Sosa se apaixona por Luján quando um de seus "esquemas" acaba dando muito errado e precisa salvar sua pele e a da jovem médica que acaba se envolvendo com ele.


O diretor Pablo Trapero aposta na crueza de sua história e abusa da câmera na mão, nos improvisos dos diálogos e na ambigüidade moral presente em quase todos os personagens para apontar ao espectador que tudo pode acontecer a qualquer momento. Apenas Luján é poupada e ela é tratada como a inocência que Sosa não tem mais e que tenta reconstruir a partir de seu relacionamento com a médica.


A história acontece numa Buenos Aires escurecida e apodrecida pela gente que nela vive.
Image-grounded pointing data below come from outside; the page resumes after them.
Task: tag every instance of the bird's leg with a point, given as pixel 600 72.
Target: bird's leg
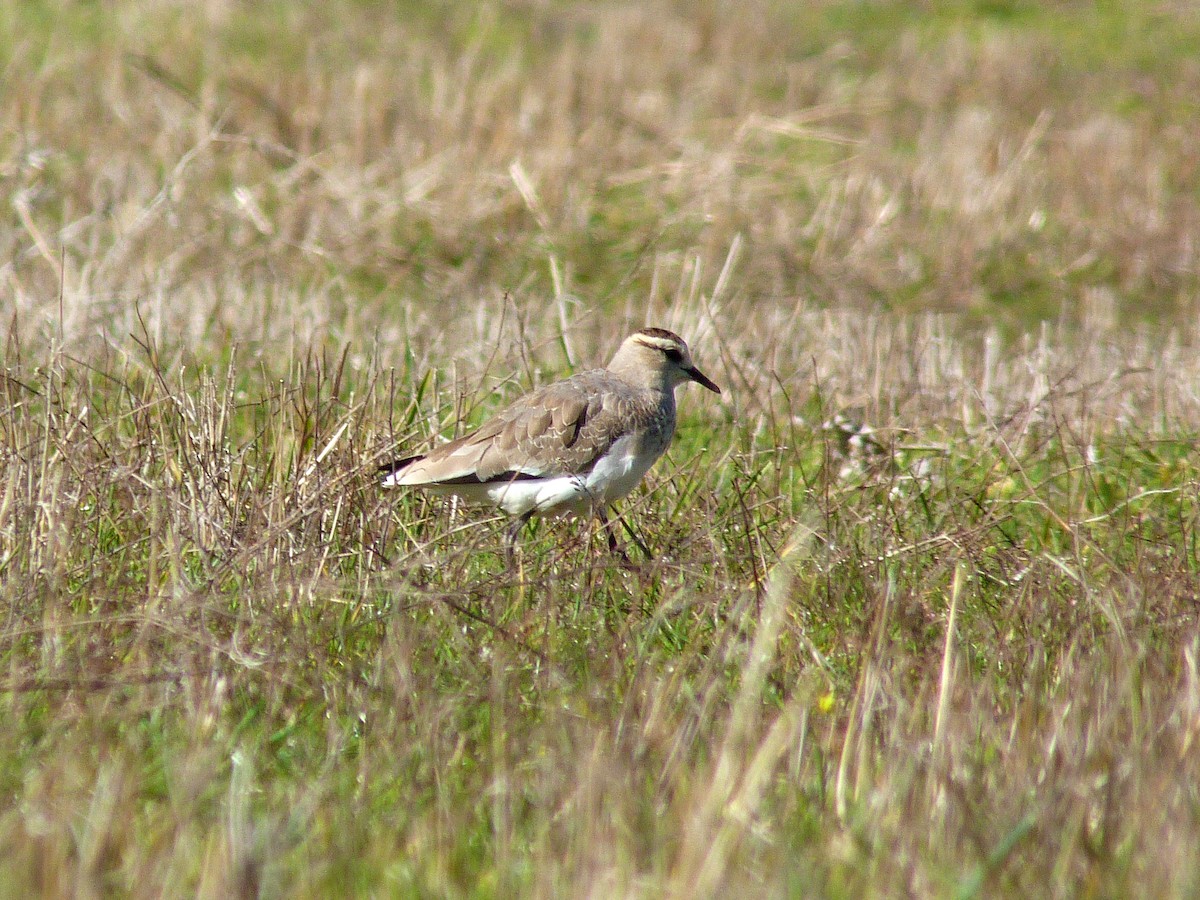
pixel 510 537
pixel 611 533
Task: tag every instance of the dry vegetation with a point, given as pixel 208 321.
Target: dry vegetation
pixel 250 249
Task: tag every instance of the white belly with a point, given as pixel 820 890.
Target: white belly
pixel 615 475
Não existe luz do sol em boa parte do filme, e quando ela surge é apenas para reforçar que a escuridão é parte integral daqueles personagens.


Escuridão que é reforçada pelo monumental e acidentalmente cômico final onde tudo que é possível acontecer, acontece e como em todo grande filme noir (que Abutres flerta sem piedade) de maneira trágica e dolorosa.


O grande destaque são os dois atores, em especial Martina, que exala credibilidade em suas ações e desaba de maneira doce e realista quando suas emoções (que a personagem tanto tem de camuflar) são vertidas em lágrimas doloridas. E Darin, é um ator de extrema competência, capaz de se transformar em diferentes tipos, diferentes homens em cada um de seus filmes. Se em Segredo de seus Olhos víamos a inocência e o olhar resignado e toda a dificuldade para se expor, sempre pisando em muitos ovos, em Abutres vemos o desespero, vemos o fracassado e a cada minuto este fracasso torna-se mais latente e inevitável. Sosa é antes de tudo um homem de ação, por mais que suas palavras façam dele um Abutre, são seus atos que reforçam e sacramentam essa condição. A cada novo passo dado, Sosa transforma-se no pássaro comedor de carniça, tentando sair da lama, mas fadado a terminar sua existência se alimentando dos restos dos demais.



Abutres funciona muito bem, porque consegue apresentar uma fauna de personagens rica, e tridimensional, gente que podemos ter cruzado em diferentes momentos de nossa vida, que no filme são Abutres... ou carniça.


O público ávido pela virulência e pelas gotas de sangue de um confronto e capturado pela intensidade de cada nova ação, inicia a projeção como Abutres sedentos pela carniça, e ao fechar a íris do último frame do filme, toma noção de que durante pouco mais de uma hora e meia foi sendo digerido pelos Abutres de verdade: a humanidade e sua capacidade inerente de destruir-se pela ganância e transformar cada um de seus dias em ofensas ao destino.